In the Reserva Ecológica de Guapiaçu (REGUA), in the state of Rio de Janeiro, individuals of E. gaudichaudii have been recently collected during herpetological surveys, thus providing an opportunity to increase the knowledge of its ecology. In the present study we provide information on the diet of E. gaudichaudii based on data from the population living in the area of REGUA and its surroundings. We also assess whether its diet shows seasonal differences in composition, considering that the availability of potential prey vary seasonally in some areas of southeastern Brazil (e.g., VAN SLUYS 1995, ROCHA 1996, DEVELEY & PERES 2000).
MATERIAL AND METHODS
The lizards were collected in the forest of REGUA (22º24'S, 42º44'W) and in five forest fragments at its surroundings, in the municipality of Cachoeiras de Macacu, state of Rio de Janeiro, southeastern Brazil. The Reserve is covered by Atlantic Forest at different levels of conservation, with regions of undisturbed forests occurring in the steepest and less accessible parts of the Reserve (ROCHA et al. 2007). This area is inserted within one of the largest remnants of Atlantic Forest in the state (total area over 60,000 ha), has a wet and warm climate with annual rainfall varying from 2000 to 2500 mm, and the mean annual temperature is about 24ºC (ROCHA et al. 2007).

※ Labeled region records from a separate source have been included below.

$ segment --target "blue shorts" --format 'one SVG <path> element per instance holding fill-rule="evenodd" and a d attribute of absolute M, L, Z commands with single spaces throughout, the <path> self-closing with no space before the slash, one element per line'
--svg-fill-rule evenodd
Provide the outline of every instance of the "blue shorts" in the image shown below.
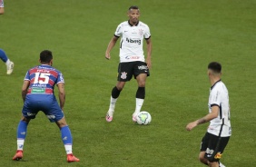
<path fill-rule="evenodd" d="M 44 112 L 51 123 L 64 116 L 54 94 L 27 94 L 22 110 L 23 115 L 34 119 L 40 111 Z"/>

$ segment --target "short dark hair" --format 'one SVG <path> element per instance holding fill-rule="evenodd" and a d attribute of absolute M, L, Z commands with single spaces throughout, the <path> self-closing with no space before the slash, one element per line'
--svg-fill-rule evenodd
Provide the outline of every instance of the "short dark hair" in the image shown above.
<path fill-rule="evenodd" d="M 131 5 L 128 10 L 130 11 L 131 9 L 138 9 L 138 10 L 140 10 L 137 5 Z"/>
<path fill-rule="evenodd" d="M 41 63 L 50 63 L 53 59 L 53 54 L 51 51 L 44 50 L 40 53 L 40 61 Z"/>
<path fill-rule="evenodd" d="M 222 64 L 218 62 L 211 62 L 208 64 L 208 69 L 212 70 L 214 73 L 220 74 L 222 72 Z"/>

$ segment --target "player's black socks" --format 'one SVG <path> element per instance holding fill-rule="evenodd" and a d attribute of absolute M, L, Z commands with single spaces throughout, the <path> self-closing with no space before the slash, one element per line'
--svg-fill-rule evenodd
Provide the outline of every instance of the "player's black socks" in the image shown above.
<path fill-rule="evenodd" d="M 114 87 L 113 88 L 113 90 L 112 90 L 111 95 L 112 95 L 113 98 L 116 99 L 116 98 L 119 96 L 120 93 L 121 93 L 121 91 L 119 91 L 119 90 L 117 89 L 117 87 L 114 86 Z"/>
<path fill-rule="evenodd" d="M 144 99 L 145 98 L 145 87 L 138 87 L 136 93 L 136 98 Z"/>

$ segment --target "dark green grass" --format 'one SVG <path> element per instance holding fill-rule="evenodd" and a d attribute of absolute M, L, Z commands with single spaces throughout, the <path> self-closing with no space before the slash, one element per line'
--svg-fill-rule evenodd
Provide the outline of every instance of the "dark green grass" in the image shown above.
<path fill-rule="evenodd" d="M 115 84 L 118 45 L 104 59 L 107 44 L 125 12 L 138 5 L 153 44 L 153 68 L 143 110 L 152 123 L 132 122 L 136 83 L 127 83 L 113 123 L 104 120 Z M 207 113 L 206 67 L 222 64 L 230 92 L 232 136 L 222 158 L 228 167 L 255 166 L 256 2 L 5 0 L 0 15 L 0 47 L 15 62 L 0 65 L 0 166 L 198 167 L 207 123 L 186 124 Z M 21 86 L 39 53 L 50 49 L 65 79 L 64 113 L 77 163 L 65 162 L 60 133 L 40 113 L 28 127 L 24 159 L 13 162 L 22 108 Z M 56 91 L 57 92 L 57 91 Z"/>

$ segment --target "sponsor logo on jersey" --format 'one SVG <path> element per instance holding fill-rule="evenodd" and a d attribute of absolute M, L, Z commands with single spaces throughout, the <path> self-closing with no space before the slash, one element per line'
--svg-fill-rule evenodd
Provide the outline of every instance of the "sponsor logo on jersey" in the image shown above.
<path fill-rule="evenodd" d="M 140 56 L 136 56 L 136 55 L 135 55 L 135 56 L 126 56 L 126 57 L 125 57 L 125 59 L 127 59 L 127 60 L 130 60 L 130 59 L 133 59 L 133 60 L 135 59 L 135 60 L 137 60 L 137 59 L 139 59 L 139 58 L 140 58 Z"/>
<path fill-rule="evenodd" d="M 54 119 L 55 115 L 46 115 L 48 119 Z"/>
<path fill-rule="evenodd" d="M 139 70 L 148 70 L 148 66 L 147 65 L 141 65 L 141 66 L 138 66 L 138 69 Z"/>
<path fill-rule="evenodd" d="M 120 77 L 121 77 L 122 79 L 126 79 L 126 78 L 127 78 L 127 73 L 122 72 Z"/>
<path fill-rule="evenodd" d="M 129 38 L 126 38 L 126 41 L 128 43 L 134 43 L 134 44 L 142 44 L 142 40 L 140 39 L 129 39 Z"/>
<path fill-rule="evenodd" d="M 210 150 L 209 148 L 207 148 L 205 152 L 208 154 L 212 154 L 214 152 L 214 150 Z"/>
<path fill-rule="evenodd" d="M 34 116 L 35 115 L 35 113 L 27 113 L 26 114 L 27 114 L 27 116 Z"/>
<path fill-rule="evenodd" d="M 143 35 L 143 29 L 139 29 L 139 34 Z"/>
<path fill-rule="evenodd" d="M 31 93 L 45 93 L 45 88 L 32 88 Z"/>

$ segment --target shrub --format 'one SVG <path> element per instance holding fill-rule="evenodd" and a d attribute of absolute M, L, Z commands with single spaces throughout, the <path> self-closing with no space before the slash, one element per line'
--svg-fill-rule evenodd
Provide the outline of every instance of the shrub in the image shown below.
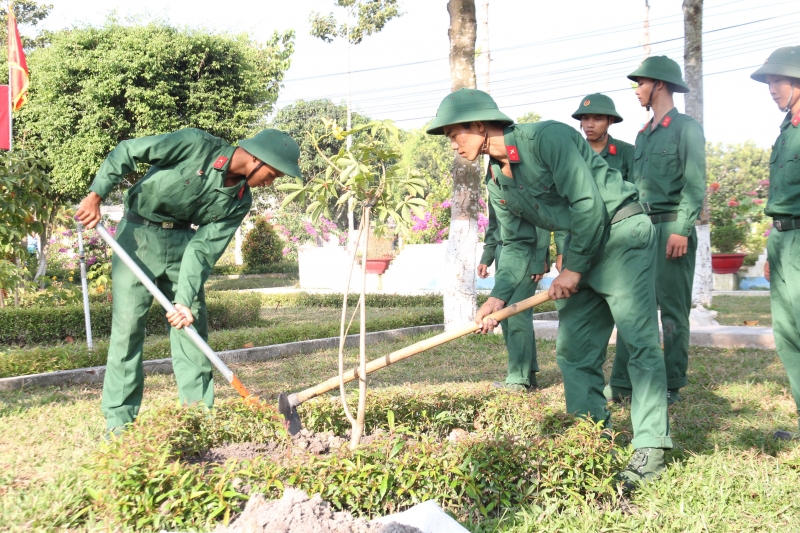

Lizards were collected during herpetological surveys carried out between July 2007 and March 2010, at altitudes between 40 and 500 m. Surveys were performed during the dry (April-September) and wet (October-March) seasons, and two sampling methods were employed: visual encounter surveys (hereafter VES; CRUMP & SCOTT 1994), and pitfall traps with drift fences (CORN 1994). The VES method was performed by timeconstrained transects (30 minutes), totaling 1,250 hours of active search. Pitfall-trap systems consisted each of eleven 60-liter buckets buried on the ground and set approximately 10 m apart from each other, with soft plastic drift fences about 50 cm high extended between them. A total of 15 pitfall-trap systems (165 buckets) were established (12 in fragments and three in the reserve) and were surveyed during six days in each season (a total of 30 days) totaling 4950 bucket-days of sampling effort (pitfall trapping was not used during the 2010 wet season).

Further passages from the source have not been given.